Fingers-On: How Apple’s New Speech APIs Outpace Whisper for Lightning-Quick Transcription

Thank you for reading this post, don't forget to subscribe!

Late final Tuesday night time, after watching F1: The Film on the Steve Jobs Theater, I used to be driving again from dropping Federico off at his resort once I acquired a textual content:

Are you able to decide me up?

It was from my son Finn, who had spent the night close by and was stalking me in Discover My. In fact, I swung by and picked him up, and we headed again to our resort in Cupertino.

On the way in which, Finn stuffed me in on a brand new class in Apple’s Speech framework known as SpeechAnalyzer and its SpeechTranscriber module. Each the category and module are a part of Apple’s OS betas that had been launched to builders final week at WWDC. My ears perked up instantly when he informed me that he’d examined SpeechAnalyzer and SpeechTranscriber and was impressed with how briskly and correct they had been.

It’s nonetheless early days for these applied sciences, however I’m right here to let you know that their velocity alone is a sport changer for anybody who makes use of voice transcription to create textual content from lectures, podcasts, YouTube movies, and extra. That’s one thing I do a number of instances each week for AppStories, NPC, and Unwind, producing transcripts that I add to YouTube as a result of the location’s built-in transcription isn’t excellent.

What’s pissed off me with different instruments is how sluggish they’re. Most are constructed on Whisper, OpenAI’s open supply speech-to-text mannequin, which was launched in 2022. It’s low cost at beneath a penny per a million tokens, however isn’t quick, which is irritating while you’re within the remaining steps of a YouTube workflow.

I requested Finn what it could take to construct a command line device to transcribe video and audio information with SpeechAnalyzer and SpeechTranscriber. He figured it could solely take about 10 minutes, and he wasn’t far off. In the long run, it took me longer to get round to putting in macOS Tahoe after WWDC than it took Finn to construct Yap, a easy command line utility that takes audio and video information as enter and outputs SRT- and TXT-formatted transcripts.

Yesterday, I lastly took the Tahoe plunge and instantly put in Yap. I grabbed the 7GB 4K video model of AppStories episode 441, which is about 34 minutes lengthy, and ran it by means of Yap. It took simply 45 seconds to generate an SRT file. Right here’s Yap ripping by means of practically 20% of an episode of NPC in 10 seconds:

Subsequent, I ran the identical file by means of VidCap and MacWhisper, utilizing its V2 Massive and V3 Turbo fashions. Right here’s how every app and mannequin did:

App	Transcripiton Time
Yap	0:45
MacWhisper (Massive V3 Turbo)	1:41
VidCap	1:55
MacWhisper (Massive V2)	3:55

All three transcription workflows had related hassle with final names and phrases like “AppStories,” which LLMs are likely to separate into two phrases as a substitute of camel casing. That’s simply fastened by operating a set of discover and substitute guidelines, though I’d like to feed these corrections again into the mannequin itself for future transcriptions.
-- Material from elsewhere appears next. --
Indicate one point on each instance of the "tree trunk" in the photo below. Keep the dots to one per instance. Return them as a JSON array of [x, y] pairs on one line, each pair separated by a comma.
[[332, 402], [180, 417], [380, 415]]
What stood out above all else was Yap’s velocity. By harnessing SpeechAnalyzer and SpeechTranscriber on-device, the command line device tore by means of the 7GB video file a full 2.2× quicker than MacWhisper’s Massive V3 Turbo mannequin, with no noticeable distinction in transcription high quality.

At first blush, the distinction between 0:45 and 1:41 could seem insignificant, and it arguably is, however these are the outcomes for only one 34-minute video. Extrapolate that to operating Yap towards the hours of Apple Developer movies launched on YouTube with the assistance of yt-dlp, and abruptly, you’re speaking a couple of important period of time. Like all automation, choosing up a 2.2× velocity achieve one video or audio clip at a time, a number of instances every week, provides up rapidly.
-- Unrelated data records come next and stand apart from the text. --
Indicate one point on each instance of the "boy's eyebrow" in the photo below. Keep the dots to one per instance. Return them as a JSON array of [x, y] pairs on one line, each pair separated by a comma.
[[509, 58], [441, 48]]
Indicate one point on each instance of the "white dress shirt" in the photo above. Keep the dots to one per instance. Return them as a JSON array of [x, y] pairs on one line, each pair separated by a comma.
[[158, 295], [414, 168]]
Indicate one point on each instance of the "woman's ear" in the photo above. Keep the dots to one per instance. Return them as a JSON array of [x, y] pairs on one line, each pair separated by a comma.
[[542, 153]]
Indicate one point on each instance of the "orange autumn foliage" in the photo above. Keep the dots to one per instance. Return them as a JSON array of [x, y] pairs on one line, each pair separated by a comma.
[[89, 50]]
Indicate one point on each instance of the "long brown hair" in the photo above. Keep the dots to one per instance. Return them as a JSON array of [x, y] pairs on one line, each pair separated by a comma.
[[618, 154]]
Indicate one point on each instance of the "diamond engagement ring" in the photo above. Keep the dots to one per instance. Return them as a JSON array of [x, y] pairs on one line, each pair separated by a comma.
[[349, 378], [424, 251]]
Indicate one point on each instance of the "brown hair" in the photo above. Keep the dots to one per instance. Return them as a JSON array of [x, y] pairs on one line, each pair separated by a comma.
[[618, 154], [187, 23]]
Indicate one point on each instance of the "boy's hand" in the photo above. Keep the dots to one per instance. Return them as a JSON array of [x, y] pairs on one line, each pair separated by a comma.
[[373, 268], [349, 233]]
Whether or not you’re producing video for YouTube and want subtitles, producing transcripts to summarize lectures at college, or doing one thing else, SpeechAnalyzer and SpeechTranscriber – out there throughout the iPhone, iPad, Mac, and Imaginative and prescient Professional – mark a big leap ahead in transcription velocity with out compromising on high quality. I absolutely anticipate this mix to switch Whisper because the default transcription mannequin for transcription apps on Apple platforms.

To check Apple’s new mannequin, set up the macOS Tahoe beta, which presently requires an Apple developer account, after which set up Yap from its GitHub web page.